Calder Quartet
Calder Quartet | Credit: Jesse Holland

I had the unnerving feeling, at the Calder Quartet’s concert for San Francisco Performances on Oct. 10, that I’d come back from intermission through the wrong door. The playing still dazzled — the Calder Quartet always does, whether in a cavernous tent at the Mendocino Music Festival or in a more intimate setting, as on Tuesday at Herbst Theatre. But the best music was behind us.

Timo Andres’s First Piano Quintet is a magnificent work, but his new quintet, The Great Span, written for the Calder and premiering this season, with Andres on piano, sounds like a composition that has been struggled with mightily.

Moments are grabbing: thrumming pizzicato, opaque drones, spangling major-minor chords. Andres, born in 1985 in Palo Alto, is a fine orchestrator; under his pen five voices can sound like many more. Faltering in both concept and pacing, though, this quintet is a mere hodgepodge. Listening to it is like shopping: plenty of options, but when nothing in particular stands out, you go home emptyhanded. And neither would you likely buy Ann Southam’s Remembering Schubert, a piano piece heavy like a soup spoon in sorbet, also on the second half.

Timo Andres
Timo Andres | Credit: Michael Wilson

On the first half, though, was Andres’s joyful, inventive string quartet Machine, Learning. He described the 2019 work, also a Calder commission, as music that, chewing over a series of intervals, generates itself. But don’t get the wrong impression. This is warm, approachable music. You get the sense that Andres loves the classical tradition.

Novel sonic effects add dimension to the post-minimalist textures of the first movement, “Light Weight.” But it’s the next movement, “Hammerspace,” where Andres really gets creative. The movement’s title refers to the dimension in a cartoon gag from which characters seem to pull objects out of thin air. You can practically see the gutters between the comic-book panels as the two duets jig, the inner voices’ drones setting off the singsong trochee of the outer voices. Then, the music swells, venturing, with a theatrical spirit reminiscent of Thomas Adès, to Puccinis O mio babbino caro.” The final cadence is wacky and exquisite. The third movement, “Earthly Bodies,” is a sweet chorale — a passacaglia? A sarabande? Uncategorizable from just one listen, but it’s familiar, comforting yet not cloying. It’s obvious that the final resolution will repeat, wonderful when it does.
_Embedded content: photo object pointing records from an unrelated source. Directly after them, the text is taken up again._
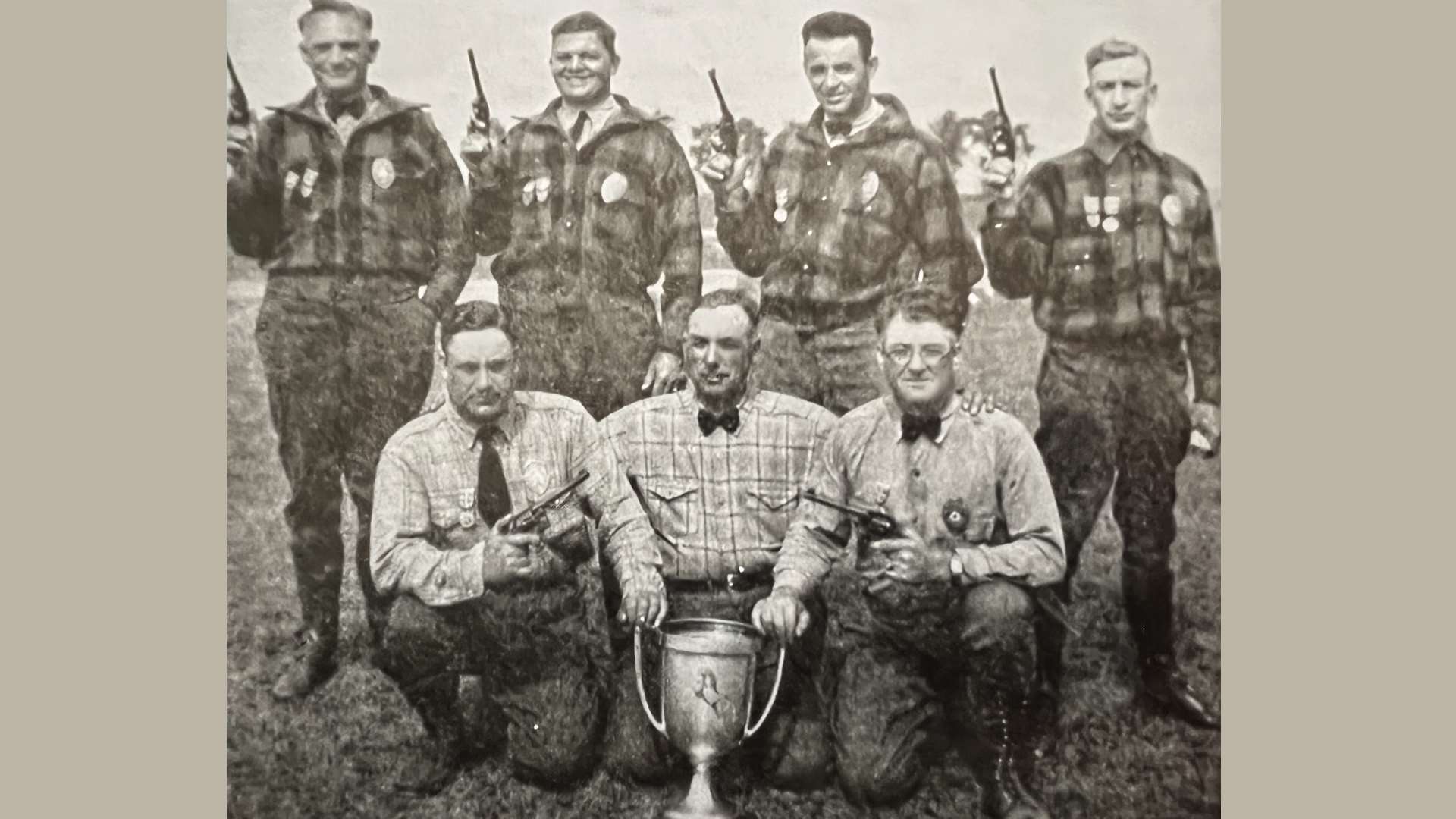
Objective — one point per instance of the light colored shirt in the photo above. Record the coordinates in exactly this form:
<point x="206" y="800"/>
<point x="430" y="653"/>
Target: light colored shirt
<point x="598" y="117"/>
<point x="425" y="537"/>
<point x="724" y="500"/>
<point x="981" y="485"/>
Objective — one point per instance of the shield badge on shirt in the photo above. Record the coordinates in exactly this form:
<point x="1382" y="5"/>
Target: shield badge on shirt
<point x="956" y="516"/>
<point x="613" y="187"/>
<point x="383" y="172"/>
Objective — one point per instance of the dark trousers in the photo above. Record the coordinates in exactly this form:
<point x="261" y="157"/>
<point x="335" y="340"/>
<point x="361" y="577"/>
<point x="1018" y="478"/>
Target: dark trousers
<point x="1114" y="417"/>
<point x="592" y="350"/>
<point x="791" y="749"/>
<point x="903" y="691"/>
<point x="347" y="362"/>
<point x="539" y="659"/>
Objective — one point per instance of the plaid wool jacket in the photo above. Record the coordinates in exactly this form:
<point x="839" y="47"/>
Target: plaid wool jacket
<point x="1114" y="242"/>
<point x="388" y="200"/>
<point x="606" y="218"/>
<point x="835" y="229"/>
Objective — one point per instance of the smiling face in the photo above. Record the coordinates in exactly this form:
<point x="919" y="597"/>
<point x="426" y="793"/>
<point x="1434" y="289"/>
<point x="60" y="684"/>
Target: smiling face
<point x="1120" y="91"/>
<point x="718" y="350"/>
<point x="582" y="67"/>
<point x="919" y="363"/>
<point x="338" y="50"/>
<point x="479" y="373"/>
<point x="839" y="74"/>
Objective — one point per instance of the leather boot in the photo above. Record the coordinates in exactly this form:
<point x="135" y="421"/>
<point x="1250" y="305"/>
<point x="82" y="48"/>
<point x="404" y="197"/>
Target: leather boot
<point x="1166" y="691"/>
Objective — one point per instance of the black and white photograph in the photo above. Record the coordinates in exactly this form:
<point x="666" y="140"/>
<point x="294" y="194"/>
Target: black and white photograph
<point x="724" y="410"/>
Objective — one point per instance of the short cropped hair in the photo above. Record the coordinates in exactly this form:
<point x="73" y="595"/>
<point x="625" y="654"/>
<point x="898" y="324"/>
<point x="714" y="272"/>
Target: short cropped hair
<point x="733" y="297"/>
<point x="584" y="22"/>
<point x="469" y="316"/>
<point x="840" y="24"/>
<point x="1114" y="49"/>
<point x="922" y="303"/>
<point x="340" y="8"/>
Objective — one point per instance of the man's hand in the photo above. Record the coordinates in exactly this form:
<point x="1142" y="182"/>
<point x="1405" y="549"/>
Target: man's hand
<point x="482" y="152"/>
<point x="509" y="557"/>
<point x="1206" y="420"/>
<point x="783" y="615"/>
<point x="642" y="604"/>
<point x="664" y="373"/>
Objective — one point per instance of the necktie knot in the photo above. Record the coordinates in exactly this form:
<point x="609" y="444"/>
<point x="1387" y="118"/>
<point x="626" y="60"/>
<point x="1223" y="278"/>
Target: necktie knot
<point x="916" y="426"/>
<point x="707" y="422"/>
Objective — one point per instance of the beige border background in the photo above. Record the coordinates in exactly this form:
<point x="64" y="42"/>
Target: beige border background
<point x="115" y="592"/>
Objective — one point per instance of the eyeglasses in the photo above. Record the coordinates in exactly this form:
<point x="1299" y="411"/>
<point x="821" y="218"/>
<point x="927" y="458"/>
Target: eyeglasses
<point x="930" y="356"/>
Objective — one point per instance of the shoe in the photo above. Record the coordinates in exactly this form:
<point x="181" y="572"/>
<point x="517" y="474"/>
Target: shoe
<point x="1166" y="691"/>
<point x="312" y="667"/>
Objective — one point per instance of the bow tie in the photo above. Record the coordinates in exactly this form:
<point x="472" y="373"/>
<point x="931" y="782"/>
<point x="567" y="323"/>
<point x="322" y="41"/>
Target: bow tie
<point x="337" y="108"/>
<point x="916" y="426"/>
<point x="707" y="422"/>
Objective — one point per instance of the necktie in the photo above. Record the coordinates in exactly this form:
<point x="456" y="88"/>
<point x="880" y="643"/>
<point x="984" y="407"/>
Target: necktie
<point x="707" y="422"/>
<point x="492" y="497"/>
<point x="337" y="108"/>
<point x="916" y="426"/>
<point x="582" y="123"/>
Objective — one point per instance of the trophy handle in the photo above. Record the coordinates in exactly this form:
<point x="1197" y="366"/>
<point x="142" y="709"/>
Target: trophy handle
<point x="637" y="651"/>
<point x="767" y="708"/>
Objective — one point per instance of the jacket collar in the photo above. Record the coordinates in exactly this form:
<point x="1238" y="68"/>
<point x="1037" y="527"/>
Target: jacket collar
<point x="1107" y="148"/>
<point x="893" y="123"/>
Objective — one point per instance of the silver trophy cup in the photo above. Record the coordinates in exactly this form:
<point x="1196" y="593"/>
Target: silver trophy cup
<point x="708" y="670"/>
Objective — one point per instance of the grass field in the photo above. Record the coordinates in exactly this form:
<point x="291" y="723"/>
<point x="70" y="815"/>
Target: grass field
<point x="335" y="752"/>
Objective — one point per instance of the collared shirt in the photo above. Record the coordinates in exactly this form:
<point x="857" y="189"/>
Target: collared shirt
<point x="598" y="117"/>
<point x="865" y="118"/>
<point x="425" y="538"/>
<point x="832" y="229"/>
<point x="981" y="485"/>
<point x="723" y="500"/>
<point x="1114" y="242"/>
<point x="386" y="199"/>
<point x="576" y="228"/>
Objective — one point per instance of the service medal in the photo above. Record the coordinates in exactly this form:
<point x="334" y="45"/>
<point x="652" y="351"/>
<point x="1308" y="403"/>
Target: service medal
<point x="309" y="178"/>
<point x="383" y="172"/>
<point x="1172" y="210"/>
<point x="956" y="516"/>
<point x="868" y="187"/>
<point x="613" y="187"/>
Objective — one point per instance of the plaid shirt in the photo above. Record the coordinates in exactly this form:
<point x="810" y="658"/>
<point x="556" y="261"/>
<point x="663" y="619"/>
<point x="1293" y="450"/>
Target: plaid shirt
<point x="1149" y="271"/>
<point x="383" y="197"/>
<point x="835" y="229"/>
<point x="724" y="500"/>
<point x="607" y="218"/>
<point x="982" y="487"/>
<point x="425" y="538"/>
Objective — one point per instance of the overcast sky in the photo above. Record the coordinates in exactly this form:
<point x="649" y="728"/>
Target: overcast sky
<point x="932" y="55"/>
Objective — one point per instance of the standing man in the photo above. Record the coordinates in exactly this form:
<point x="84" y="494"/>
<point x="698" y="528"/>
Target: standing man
<point x="351" y="202"/>
<point x="1114" y="245"/>
<point x="720" y="466"/>
<point x="514" y="608"/>
<point x="842" y="212"/>
<point x="937" y="614"/>
<point x="588" y="203"/>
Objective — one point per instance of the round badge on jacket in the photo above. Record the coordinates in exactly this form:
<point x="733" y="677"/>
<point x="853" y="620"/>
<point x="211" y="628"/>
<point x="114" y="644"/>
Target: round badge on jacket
<point x="383" y="172"/>
<point x="613" y="187"/>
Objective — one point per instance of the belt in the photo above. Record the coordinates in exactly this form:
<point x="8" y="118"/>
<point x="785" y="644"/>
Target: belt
<point x="737" y="582"/>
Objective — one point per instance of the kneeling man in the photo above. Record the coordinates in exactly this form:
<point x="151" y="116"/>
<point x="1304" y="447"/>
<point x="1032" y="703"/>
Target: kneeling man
<point x="935" y="614"/>
<point x="514" y="608"/>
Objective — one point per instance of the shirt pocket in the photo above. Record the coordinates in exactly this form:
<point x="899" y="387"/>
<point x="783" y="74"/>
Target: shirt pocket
<point x="674" y="506"/>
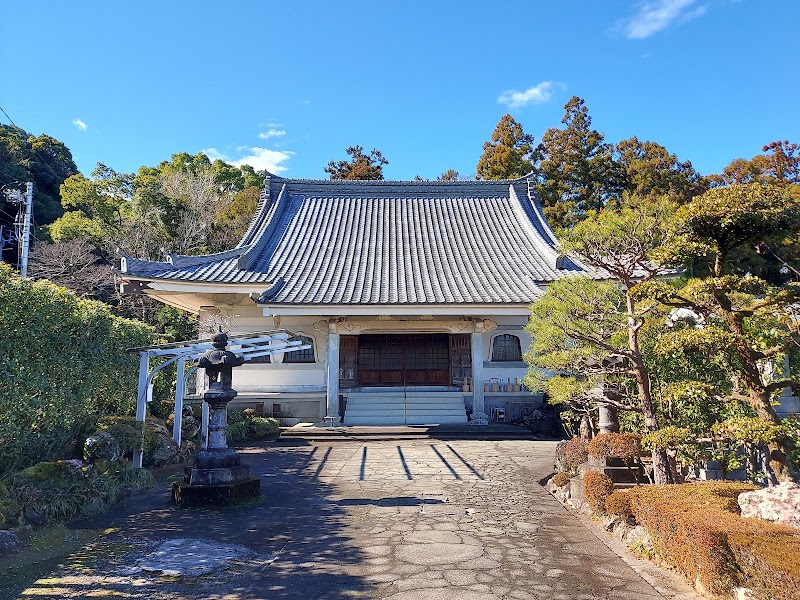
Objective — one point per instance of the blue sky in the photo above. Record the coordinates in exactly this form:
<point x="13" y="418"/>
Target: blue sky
<point x="288" y="86"/>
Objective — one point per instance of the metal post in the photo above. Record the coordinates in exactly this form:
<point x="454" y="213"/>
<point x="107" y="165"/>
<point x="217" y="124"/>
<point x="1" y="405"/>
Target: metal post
<point x="204" y="425"/>
<point x="333" y="377"/>
<point x="26" y="230"/>
<point x="180" y="392"/>
<point x="479" y="417"/>
<point x="141" y="403"/>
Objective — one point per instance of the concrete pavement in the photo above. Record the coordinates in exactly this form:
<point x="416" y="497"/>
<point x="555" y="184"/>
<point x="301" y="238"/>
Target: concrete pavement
<point x="422" y="519"/>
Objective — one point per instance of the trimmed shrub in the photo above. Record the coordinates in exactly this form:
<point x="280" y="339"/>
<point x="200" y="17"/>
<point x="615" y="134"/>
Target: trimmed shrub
<point x="64" y="365"/>
<point x="697" y="529"/>
<point x="571" y="454"/>
<point x="627" y="446"/>
<point x="561" y="479"/>
<point x="597" y="487"/>
<point x="245" y="426"/>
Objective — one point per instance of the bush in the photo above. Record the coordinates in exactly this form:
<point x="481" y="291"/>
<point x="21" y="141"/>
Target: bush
<point x="697" y="529"/>
<point x="618" y="504"/>
<point x="245" y="426"/>
<point x="571" y="454"/>
<point x="66" y="489"/>
<point x="561" y="479"/>
<point x="627" y="446"/>
<point x="64" y="365"/>
<point x="597" y="487"/>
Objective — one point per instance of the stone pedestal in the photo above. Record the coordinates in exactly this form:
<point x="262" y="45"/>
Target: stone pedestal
<point x="218" y="475"/>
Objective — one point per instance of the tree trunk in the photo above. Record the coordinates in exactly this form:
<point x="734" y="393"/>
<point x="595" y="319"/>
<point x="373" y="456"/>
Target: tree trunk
<point x="661" y="472"/>
<point x="779" y="449"/>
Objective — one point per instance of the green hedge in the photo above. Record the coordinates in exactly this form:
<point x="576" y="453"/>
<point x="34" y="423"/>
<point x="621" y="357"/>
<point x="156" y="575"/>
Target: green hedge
<point x="697" y="529"/>
<point x="62" y="367"/>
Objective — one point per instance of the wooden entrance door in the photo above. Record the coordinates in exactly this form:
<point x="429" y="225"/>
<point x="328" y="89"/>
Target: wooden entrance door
<point x="348" y="361"/>
<point x="410" y="359"/>
<point x="460" y="358"/>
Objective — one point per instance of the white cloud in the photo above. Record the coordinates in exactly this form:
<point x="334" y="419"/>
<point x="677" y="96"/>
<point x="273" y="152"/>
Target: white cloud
<point x="271" y="133"/>
<point x="655" y="15"/>
<point x="538" y="94"/>
<point x="259" y="158"/>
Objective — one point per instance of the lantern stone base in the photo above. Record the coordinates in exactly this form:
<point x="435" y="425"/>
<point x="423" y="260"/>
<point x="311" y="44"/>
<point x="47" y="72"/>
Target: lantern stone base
<point x="188" y="495"/>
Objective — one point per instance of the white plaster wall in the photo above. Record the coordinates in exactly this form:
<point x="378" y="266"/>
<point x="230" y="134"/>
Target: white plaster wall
<point x="289" y="377"/>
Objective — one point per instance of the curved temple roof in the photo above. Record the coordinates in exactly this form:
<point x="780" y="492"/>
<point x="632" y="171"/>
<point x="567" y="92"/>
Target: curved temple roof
<point x="385" y="242"/>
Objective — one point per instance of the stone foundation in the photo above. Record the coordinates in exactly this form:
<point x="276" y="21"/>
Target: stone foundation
<point x="187" y="495"/>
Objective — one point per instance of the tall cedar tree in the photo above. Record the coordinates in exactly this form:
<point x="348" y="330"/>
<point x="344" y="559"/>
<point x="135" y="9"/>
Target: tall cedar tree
<point x="360" y="166"/>
<point x="577" y="172"/>
<point x="43" y="160"/>
<point x="509" y="154"/>
<point x="648" y="169"/>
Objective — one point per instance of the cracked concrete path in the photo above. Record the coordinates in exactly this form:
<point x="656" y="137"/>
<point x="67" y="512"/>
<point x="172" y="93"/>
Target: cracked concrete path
<point x="413" y="519"/>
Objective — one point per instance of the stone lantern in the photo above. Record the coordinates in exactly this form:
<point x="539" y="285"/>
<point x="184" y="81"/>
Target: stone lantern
<point x="218" y="475"/>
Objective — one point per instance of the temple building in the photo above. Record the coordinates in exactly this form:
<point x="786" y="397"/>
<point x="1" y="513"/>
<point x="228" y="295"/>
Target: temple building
<point x="412" y="295"/>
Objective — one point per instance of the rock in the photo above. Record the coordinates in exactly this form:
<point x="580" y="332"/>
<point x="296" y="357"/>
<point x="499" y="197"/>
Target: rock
<point x="9" y="542"/>
<point x="34" y="517"/>
<point x="609" y="523"/>
<point x="780" y="503"/>
<point x="101" y="446"/>
<point x="636" y="535"/>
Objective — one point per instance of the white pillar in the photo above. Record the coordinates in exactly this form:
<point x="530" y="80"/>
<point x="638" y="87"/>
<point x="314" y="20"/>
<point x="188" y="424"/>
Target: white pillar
<point x="479" y="416"/>
<point x="141" y="403"/>
<point x="180" y="392"/>
<point x="204" y="412"/>
<point x="333" y="374"/>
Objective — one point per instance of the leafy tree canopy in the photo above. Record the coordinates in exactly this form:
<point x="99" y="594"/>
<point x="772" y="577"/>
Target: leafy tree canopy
<point x="360" y="166"/>
<point x="41" y="159"/>
<point x="509" y="154"/>
<point x="649" y="169"/>
<point x="577" y="172"/>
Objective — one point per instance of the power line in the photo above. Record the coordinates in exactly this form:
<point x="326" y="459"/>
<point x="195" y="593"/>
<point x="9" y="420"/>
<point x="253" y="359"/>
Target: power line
<point x="9" y="118"/>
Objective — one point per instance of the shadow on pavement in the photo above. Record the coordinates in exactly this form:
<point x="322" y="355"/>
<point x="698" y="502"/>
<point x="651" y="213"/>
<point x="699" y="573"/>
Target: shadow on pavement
<point x="296" y="532"/>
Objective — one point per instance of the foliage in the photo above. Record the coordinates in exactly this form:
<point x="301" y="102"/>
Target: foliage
<point x="65" y="365"/>
<point x="627" y="446"/>
<point x="177" y="325"/>
<point x="245" y="426"/>
<point x="43" y="160"/>
<point x="66" y="489"/>
<point x="589" y="330"/>
<point x="597" y="487"/>
<point x="748" y="430"/>
<point x="648" y="169"/>
<point x="779" y="165"/>
<point x="561" y="479"/>
<point x="509" y="154"/>
<point x="577" y="172"/>
<point x="74" y="225"/>
<point x="669" y="437"/>
<point x="619" y="504"/>
<point x="697" y="529"/>
<point x="360" y="165"/>
<point x="75" y="265"/>
<point x="571" y="454"/>
<point x="746" y="325"/>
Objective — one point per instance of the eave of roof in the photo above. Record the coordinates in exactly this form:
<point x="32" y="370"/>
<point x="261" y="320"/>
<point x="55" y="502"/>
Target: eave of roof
<point x="384" y="242"/>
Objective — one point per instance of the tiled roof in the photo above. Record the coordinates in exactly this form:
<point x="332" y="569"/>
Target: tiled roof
<point x="383" y="242"/>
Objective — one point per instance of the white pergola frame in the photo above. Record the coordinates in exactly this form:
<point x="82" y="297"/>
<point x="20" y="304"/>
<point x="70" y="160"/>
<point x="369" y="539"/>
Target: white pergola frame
<point x="248" y="346"/>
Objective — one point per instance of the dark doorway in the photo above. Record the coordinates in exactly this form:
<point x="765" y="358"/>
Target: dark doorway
<point x="409" y="359"/>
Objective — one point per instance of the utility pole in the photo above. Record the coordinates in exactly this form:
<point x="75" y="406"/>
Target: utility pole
<point x="26" y="230"/>
<point x="25" y="236"/>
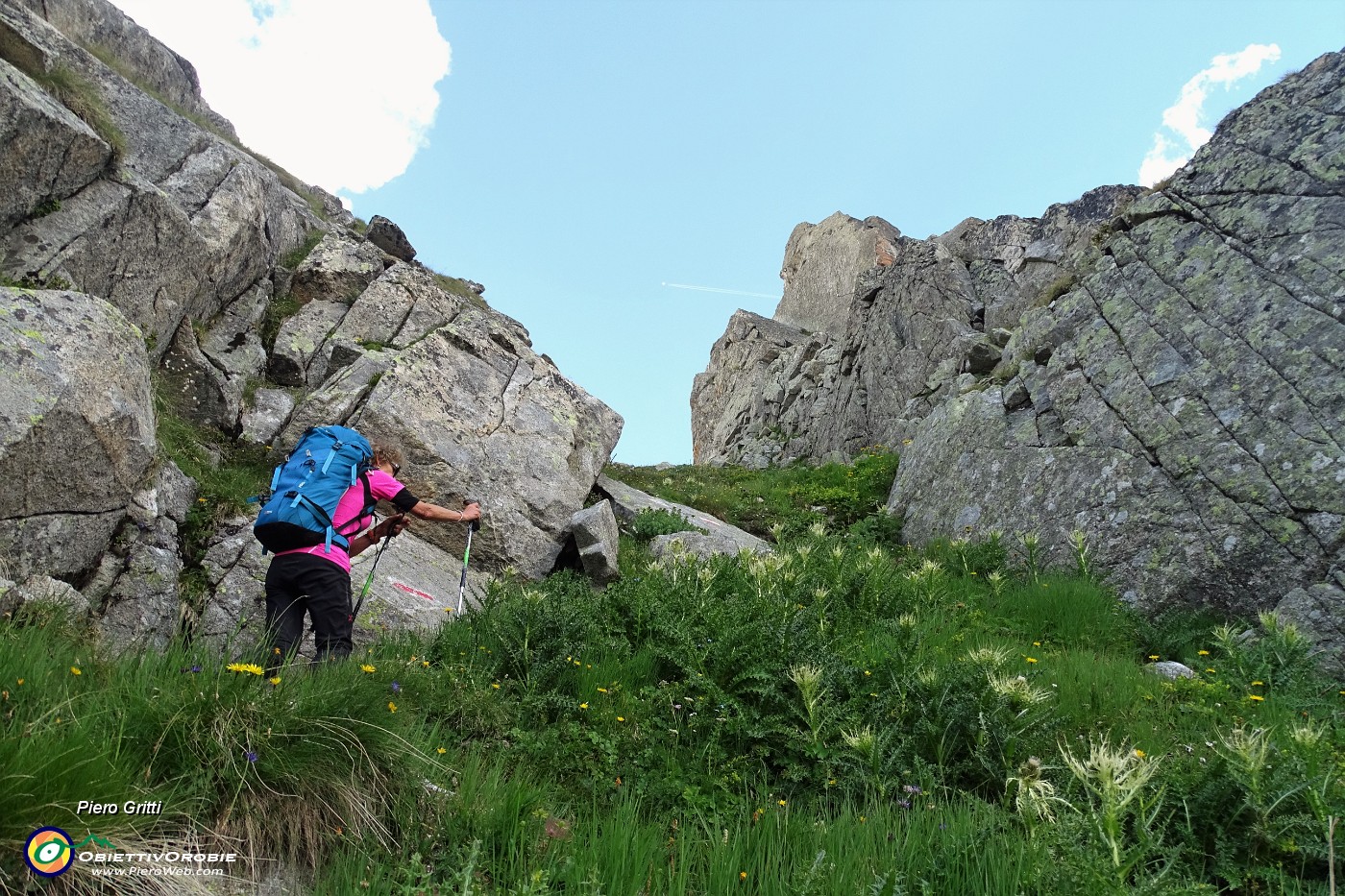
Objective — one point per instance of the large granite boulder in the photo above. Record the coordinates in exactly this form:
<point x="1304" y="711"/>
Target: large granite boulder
<point x="78" y="428"/>
<point x="389" y="237"/>
<point x="874" y="328"/>
<point x="182" y="225"/>
<point x="820" y="265"/>
<point x="1183" y="405"/>
<point x="598" y="540"/>
<point x="481" y="416"/>
<point x="49" y="153"/>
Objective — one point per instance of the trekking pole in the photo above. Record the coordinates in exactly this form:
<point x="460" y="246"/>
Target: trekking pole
<point x="461" y="584"/>
<point x="369" y="579"/>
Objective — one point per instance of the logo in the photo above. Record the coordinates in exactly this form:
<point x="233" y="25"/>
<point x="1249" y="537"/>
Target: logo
<point x="49" y="852"/>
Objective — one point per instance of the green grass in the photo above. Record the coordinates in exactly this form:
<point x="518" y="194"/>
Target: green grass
<point x="838" y="717"/>
<point x="84" y="98"/>
<point x="280" y="309"/>
<point x="110" y="58"/>
<point x="228" y="472"/>
<point x="779" y="502"/>
<point x="457" y="287"/>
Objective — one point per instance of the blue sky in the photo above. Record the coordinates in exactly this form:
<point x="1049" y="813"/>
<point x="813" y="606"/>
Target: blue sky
<point x="581" y="154"/>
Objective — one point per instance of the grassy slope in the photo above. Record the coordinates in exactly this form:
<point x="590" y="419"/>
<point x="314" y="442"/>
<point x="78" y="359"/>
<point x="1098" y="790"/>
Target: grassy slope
<point x="843" y="717"/>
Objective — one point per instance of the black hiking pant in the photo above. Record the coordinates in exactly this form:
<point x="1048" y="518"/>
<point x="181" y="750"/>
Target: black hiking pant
<point x="306" y="583"/>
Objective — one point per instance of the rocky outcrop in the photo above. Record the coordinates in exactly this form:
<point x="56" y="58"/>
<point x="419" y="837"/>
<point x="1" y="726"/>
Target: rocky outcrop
<point x="481" y="416"/>
<point x="78" y="430"/>
<point x="720" y="537"/>
<point x="596" y="537"/>
<point x="874" y="328"/>
<point x="266" y="308"/>
<point x="184" y="221"/>
<point x="1183" y="405"/>
<point x="389" y="237"/>
<point x="1161" y="372"/>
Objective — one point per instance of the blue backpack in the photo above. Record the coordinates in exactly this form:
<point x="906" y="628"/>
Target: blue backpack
<point x="306" y="487"/>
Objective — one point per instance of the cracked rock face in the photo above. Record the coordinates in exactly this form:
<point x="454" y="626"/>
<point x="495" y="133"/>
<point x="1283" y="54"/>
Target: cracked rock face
<point x="78" y="429"/>
<point x="177" y="227"/>
<point x="481" y="416"/>
<point x="1184" y="403"/>
<point x="874" y="328"/>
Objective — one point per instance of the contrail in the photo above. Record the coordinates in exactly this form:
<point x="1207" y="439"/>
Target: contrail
<point x="726" y="292"/>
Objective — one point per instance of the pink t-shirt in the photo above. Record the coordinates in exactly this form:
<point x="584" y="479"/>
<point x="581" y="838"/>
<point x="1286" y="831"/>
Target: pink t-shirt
<point x="382" y="486"/>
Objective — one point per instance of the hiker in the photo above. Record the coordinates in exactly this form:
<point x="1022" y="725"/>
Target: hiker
<point x="316" y="579"/>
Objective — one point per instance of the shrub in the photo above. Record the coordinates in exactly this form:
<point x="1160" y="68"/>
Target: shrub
<point x="648" y="523"/>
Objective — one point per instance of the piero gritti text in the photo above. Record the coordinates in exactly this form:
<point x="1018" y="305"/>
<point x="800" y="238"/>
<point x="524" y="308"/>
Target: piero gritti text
<point x="130" y="808"/>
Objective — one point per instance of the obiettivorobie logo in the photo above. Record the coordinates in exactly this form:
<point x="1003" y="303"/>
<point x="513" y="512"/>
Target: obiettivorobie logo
<point x="49" y="851"/>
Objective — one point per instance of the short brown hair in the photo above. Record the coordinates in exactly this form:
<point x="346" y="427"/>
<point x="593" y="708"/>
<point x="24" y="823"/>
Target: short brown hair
<point x="387" y="452"/>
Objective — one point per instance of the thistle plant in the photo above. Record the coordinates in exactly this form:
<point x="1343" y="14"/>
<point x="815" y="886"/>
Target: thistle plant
<point x="997" y="584"/>
<point x="1116" y="781"/>
<point x="927" y="583"/>
<point x="1033" y="795"/>
<point x="1017" y="690"/>
<point x="809" y="678"/>
<point x="989" y="658"/>
<point x="1083" y="561"/>
<point x="1031" y="554"/>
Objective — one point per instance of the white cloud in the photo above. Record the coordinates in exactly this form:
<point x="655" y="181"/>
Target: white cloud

Under violinists Benjamin Jacobson and Tereza Stanislav, violist Jonathan Moerschel, and cellist Eric Byers, every line of Franz Schuberts RosamundeQuartet was spotless and unwavering, as if revealed by the peeling back of painter’s tape. That’s not to say that the Calder’s performance was ascetic. Choice indulgences, such as Jacobson’s breathless style of bowing in the first movement’s usually sober theme, played up the work’s romantic characteristics. The Andante, often interpreted as a kind of pale, convalescent pavane, was here a full-bodied song.

Occasionally, we could have used more time to appreciate Schubert’s genius. I nearly missed the capricious elaboration that creates an odd-length phrase in the first movement’s recapitulation, and the ground could have dropped just a bit more when, in the morbid minuet, the harmony plunges into a haunting parallel dimension. On the other hand, it’s not unwise for an inherently repetitive movement to move along. The finale sparkled. I listened as if standing at the plinth of a great monument, hoping not to scuff the floor with my presence.